白いロビーには天井まで数本の大きな柱が立っているんだけれど、柱に掘られた文様の床からの高さが、てんでバラバラであることにあるとき気づいた。
「そうか、ボクがここを気に入って、心地よく感じているのは、こういう細かい部分がそろっていなくて、適当だからなんだ」
そう気づいて嬉しくなった。適当を認める寛大さこそが、豊かさなんだ。
帰国して早速「クルミドコーヒー」を作ることになって、ラッフルズを取り入れたいなと考えた。
建物の高さや仕上がりは、ズレてていい。
そのズレがヒトの手で作った暖かさと伝わり、ここを訪れる子どもたちに「君は君のままでいい」という肯定のメッセージになるはずだ。
クルミドコーヒー、そのあとすぐ作ったMAMEHICOパート3は、そんな想いで作ったのでした。
日本の職人に、「ちゃんと揃わないで作ってほしい」って何度も頼んだ。
日本の職人は「はい、わかりました。
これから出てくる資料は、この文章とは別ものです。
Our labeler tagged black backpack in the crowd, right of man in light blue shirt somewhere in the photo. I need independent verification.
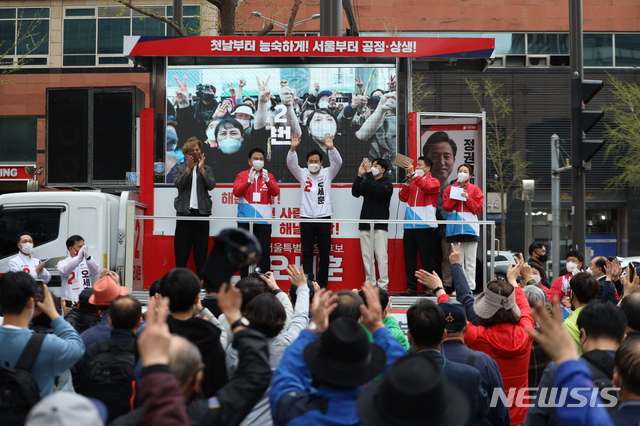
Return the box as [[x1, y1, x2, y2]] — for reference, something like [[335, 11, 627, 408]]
[[82, 338, 138, 422]]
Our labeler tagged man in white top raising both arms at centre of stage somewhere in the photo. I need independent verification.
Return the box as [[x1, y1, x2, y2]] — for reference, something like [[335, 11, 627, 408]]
[[287, 133, 342, 287]]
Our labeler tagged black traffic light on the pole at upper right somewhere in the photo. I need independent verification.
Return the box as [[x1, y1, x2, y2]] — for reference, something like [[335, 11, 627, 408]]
[[571, 78, 605, 167]]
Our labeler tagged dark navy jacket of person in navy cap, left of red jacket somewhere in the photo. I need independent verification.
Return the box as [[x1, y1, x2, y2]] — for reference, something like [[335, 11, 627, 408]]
[[442, 340, 511, 426]]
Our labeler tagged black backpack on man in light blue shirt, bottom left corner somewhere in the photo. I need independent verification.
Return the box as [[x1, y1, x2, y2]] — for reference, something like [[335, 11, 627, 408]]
[[0, 333, 46, 426]]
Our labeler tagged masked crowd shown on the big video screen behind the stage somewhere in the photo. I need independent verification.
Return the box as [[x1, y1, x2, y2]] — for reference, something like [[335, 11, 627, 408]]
[[166, 70, 396, 183]]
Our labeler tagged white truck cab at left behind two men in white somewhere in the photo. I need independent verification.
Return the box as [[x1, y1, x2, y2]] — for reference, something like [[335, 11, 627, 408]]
[[0, 191, 146, 295]]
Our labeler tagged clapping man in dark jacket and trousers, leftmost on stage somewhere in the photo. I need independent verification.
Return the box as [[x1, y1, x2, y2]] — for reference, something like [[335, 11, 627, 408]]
[[173, 138, 216, 275]]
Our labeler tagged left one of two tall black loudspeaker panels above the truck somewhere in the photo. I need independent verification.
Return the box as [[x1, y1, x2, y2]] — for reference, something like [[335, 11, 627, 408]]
[[46, 89, 89, 185]]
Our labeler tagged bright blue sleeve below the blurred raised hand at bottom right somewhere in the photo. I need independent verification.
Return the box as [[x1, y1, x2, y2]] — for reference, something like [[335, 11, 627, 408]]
[[554, 360, 613, 426]]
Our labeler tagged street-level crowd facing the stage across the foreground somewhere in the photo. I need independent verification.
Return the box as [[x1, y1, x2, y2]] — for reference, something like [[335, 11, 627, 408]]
[[0, 225, 640, 426]]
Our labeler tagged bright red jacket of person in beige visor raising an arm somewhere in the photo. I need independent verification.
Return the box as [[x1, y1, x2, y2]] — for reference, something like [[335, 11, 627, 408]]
[[438, 287, 535, 425]]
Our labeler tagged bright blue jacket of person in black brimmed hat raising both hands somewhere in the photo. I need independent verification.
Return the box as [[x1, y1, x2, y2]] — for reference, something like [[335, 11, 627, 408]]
[[269, 327, 406, 426]]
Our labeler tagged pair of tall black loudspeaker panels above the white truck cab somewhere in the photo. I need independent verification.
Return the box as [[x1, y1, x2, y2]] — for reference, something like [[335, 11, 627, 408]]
[[47, 87, 144, 187]]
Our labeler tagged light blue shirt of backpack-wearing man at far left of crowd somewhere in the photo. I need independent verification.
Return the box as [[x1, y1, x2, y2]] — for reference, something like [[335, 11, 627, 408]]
[[0, 317, 84, 398]]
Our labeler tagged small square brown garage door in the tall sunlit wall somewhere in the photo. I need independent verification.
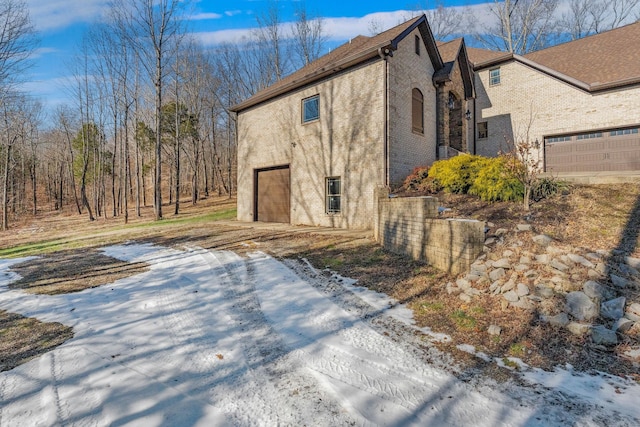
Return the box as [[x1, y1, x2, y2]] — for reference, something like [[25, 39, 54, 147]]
[[254, 165, 291, 224]]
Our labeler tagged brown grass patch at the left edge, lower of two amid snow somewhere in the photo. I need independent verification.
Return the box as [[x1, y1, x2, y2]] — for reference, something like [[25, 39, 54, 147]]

ところで何センチずらしましょう?」とすぐ聞き返してくる。
「いやいや、そうじゃなくて!感じたままでいいの」とこちらも訂正するけど、「いやいや、指示してくれなくちゃ、成り行きでなんか作れない」と押し問答になったことさえある。
この国では不完全を肯定したものを作れないのか、若かったボクは悲しくなったりもした。
先日、メンバーの方がシンガポールに行ってきたと、ボクにラッフルズホテルのアールグレイをお土産に買ってきてくれました。
それは相変わらずの美味しさだったんだけど、お茶の缶を見るとね。
貼られてるシールは、ばっちりセンターがズレてる。
最高級ホテルの紅茶の缶のシールが、ばっちりズレてるんですよッ。
ギクッとしたね。
「井川さん、あなたね、ズレてるものを愛せてますか?」、不意打ちにラッフルズ先生からお便りが届いた。
「愛こそがすべて、なんて調子の良いことをペラペラと言うやつに限って、他人の失敗に対して冷たく笑っている。それにさえ気づかない、それが日本のお家芸ですよ」、ラッフルズ先生はボクにこう語りかけてくる。
ボクは歪なものを残したい、っていう想いがあってそれは、ラッフルズ先生に教わった美学なのでした。
「それを忘れていたな。きちんとしなくてはしなくてはと、思ってしまっていたな」。
飲みながら、先生の手紙に反省した真夜中の紅茶。